A team of researchers from California Institute of Technology (Caltech) has detected a galaxy more than 13.2 billion years old which may be the most distant galaxy ever found.
The universe itself is about 13.8 billion years old.
"The galaxy we have observed is named EGS8p7, is unusually luminous and may be powered by a population of unusually hot stars," says Sirio Belli, Caltech graduate student who worked on the project.
"It may have special properties that enabled it to create a large bubble of ionised hydrogen much earlier than is possible for more typical galaxies at these times," he added.
Immediately after the Big Bang, the universe was a soup of charged particles and light (photons).
When the universe was just a half-billion to a billion years old, the first galaxies turned on and reionised the neutral gas.

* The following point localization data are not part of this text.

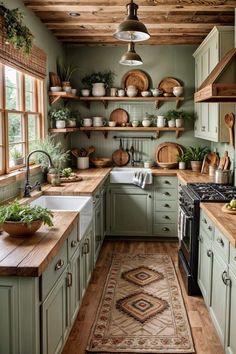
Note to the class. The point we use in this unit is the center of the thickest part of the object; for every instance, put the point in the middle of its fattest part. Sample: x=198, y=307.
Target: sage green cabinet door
x=131, y=212
x=218, y=299
x=73, y=282
x=204, y=267
x=55, y=318
x=231, y=316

The universe remains ionised today.
Prior to reionisation, however, clouds of neutral hydrogen atoms would have absorbed certain radiation emitted by young, newly forming galaxies-including the so-called Lyman-alpha line, the spectral signature of hot hydrogen gas that has been heated by ultraviolet emission from new stars, and a commonly used indicator of star formation.
Because of this absorption, it should not, in theory, have been possible to observe a Lyman-alpha line from EGS8p7.
"If you look at the galaxies in the early universe, there is a lot of neutral hydrogen that is not transparent to this emission," noted Adi Zitrin, Nasa Hubble post-doctoral scholar in astronomy.
"The surprising aspect about the present discovery is that we have detected this Lyman-alpha line in an apparently faint galaxy, corresponding to a time when the universe should be full of absorbing hydrogen clouds," noted Richard Ellis, who recently retired from the Caltech faculty.
The team is currently calculating more thoroughly the exact chances of finding this galaxy and to understand whether they need to revise the timeline of the reionisation.
"Reionisation is one of the major key questions to answer in our understanding of the evolution of the universe," Zitrin concluded in the article published in Astrophysical Journal Letters.